C’est qu’en soins palliatifs plus encore que dans d’autres domaines de la médecine ce qui se dit importe au moins autant que ce qui se fait. La médecine est action, elle est aussi langage, et cela vaut encore plus en fin de vie. Or l’homme interagit avec le réel de deux manières :
- En le transformant, ce qui implique les ressources de la technique et de la science.
- En l’interprétant, en lui donnant sens, en changeant la vision qu’il en a : c’est le rôle du langage, c’est le rôle de la pensée magique.

La pensée magique n’est nullement une scorie du développement humain ; c’est au contraire un mode de pensée fondamental, simplement il est moins efficace que le mode scientifique quand il s’agit de construire un ordinateur. Reste qu’il n’y a pas de différence majeure entre la pensée magique, l’élévation spirituelle et la création artistique. Allons plus loin : la pensée scientifique fournit ce qui permet à la vie d’être vécue, la pensée magique lui fournit ce qui lui vaut de l’être. Encore faut-il se souvenir que non seulement les scientistes sont des gens qui utilisent la pensée scientifique comme une magie, mais dans la pratique il ne manque pas d’occasions où on voit que la pensée scientifique n’est qu’un cas particulier (extrêmement performant) de la pensée magique.
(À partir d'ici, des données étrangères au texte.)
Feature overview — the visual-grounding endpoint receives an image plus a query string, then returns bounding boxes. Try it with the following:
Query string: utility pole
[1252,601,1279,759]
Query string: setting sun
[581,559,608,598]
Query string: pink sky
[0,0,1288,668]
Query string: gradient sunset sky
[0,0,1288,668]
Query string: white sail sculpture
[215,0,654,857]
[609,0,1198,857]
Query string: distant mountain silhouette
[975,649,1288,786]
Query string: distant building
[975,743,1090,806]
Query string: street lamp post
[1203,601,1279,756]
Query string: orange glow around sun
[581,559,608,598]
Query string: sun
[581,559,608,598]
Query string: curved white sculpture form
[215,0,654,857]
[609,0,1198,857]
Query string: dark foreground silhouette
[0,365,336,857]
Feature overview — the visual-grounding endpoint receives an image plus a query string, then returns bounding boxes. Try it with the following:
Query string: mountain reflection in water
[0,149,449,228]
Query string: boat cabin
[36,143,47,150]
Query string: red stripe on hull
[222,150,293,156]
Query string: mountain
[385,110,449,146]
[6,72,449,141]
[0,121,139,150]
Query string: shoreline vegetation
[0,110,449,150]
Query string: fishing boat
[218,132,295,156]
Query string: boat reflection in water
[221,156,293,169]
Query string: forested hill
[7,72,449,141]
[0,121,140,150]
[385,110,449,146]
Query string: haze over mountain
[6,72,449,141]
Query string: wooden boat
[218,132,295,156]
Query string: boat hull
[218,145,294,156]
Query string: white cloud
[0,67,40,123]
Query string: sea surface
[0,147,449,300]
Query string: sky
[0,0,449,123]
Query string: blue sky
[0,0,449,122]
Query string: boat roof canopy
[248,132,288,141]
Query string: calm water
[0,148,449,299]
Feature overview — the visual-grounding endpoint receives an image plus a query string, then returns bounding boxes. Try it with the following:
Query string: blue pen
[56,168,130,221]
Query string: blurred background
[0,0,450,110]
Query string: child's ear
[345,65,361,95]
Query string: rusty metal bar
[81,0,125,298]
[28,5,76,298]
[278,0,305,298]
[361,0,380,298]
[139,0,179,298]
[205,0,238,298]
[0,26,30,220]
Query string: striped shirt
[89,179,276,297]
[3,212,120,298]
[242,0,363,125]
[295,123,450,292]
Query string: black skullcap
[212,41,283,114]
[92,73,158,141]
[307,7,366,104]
C’est pourquoi il importe de réfléchir sur la place de la pensée magique en soins palliatifs. Cette place est d’autant plus grande qu’on se trouve dans une situation où la technique est par nature prise en défaut : quoi qu’on fasse le sujet va mourir ; et elle est d’autant plus grande que la question essentielle est celle du sens. Il serait donc absurde et fautif de vouloir éradiquer la pensée magique en soins palliatifs. Tout ce qu’on peut dire c’est que le professionnel est d’abord un scientifique, ce qui lui impose de vérifier le bien-fondé des moyens qu’il met en œuvre. Ensuite, qu’il doit repérer les occurrences où il recourt à la pensée magique. Enfin qu’il a parfaitement raison, quand les deux conditions précédentes sont réunies, de lui laisser libre cours. Sa seule obligation est de savoir ce qu’il fait, et pourquoi il le fait.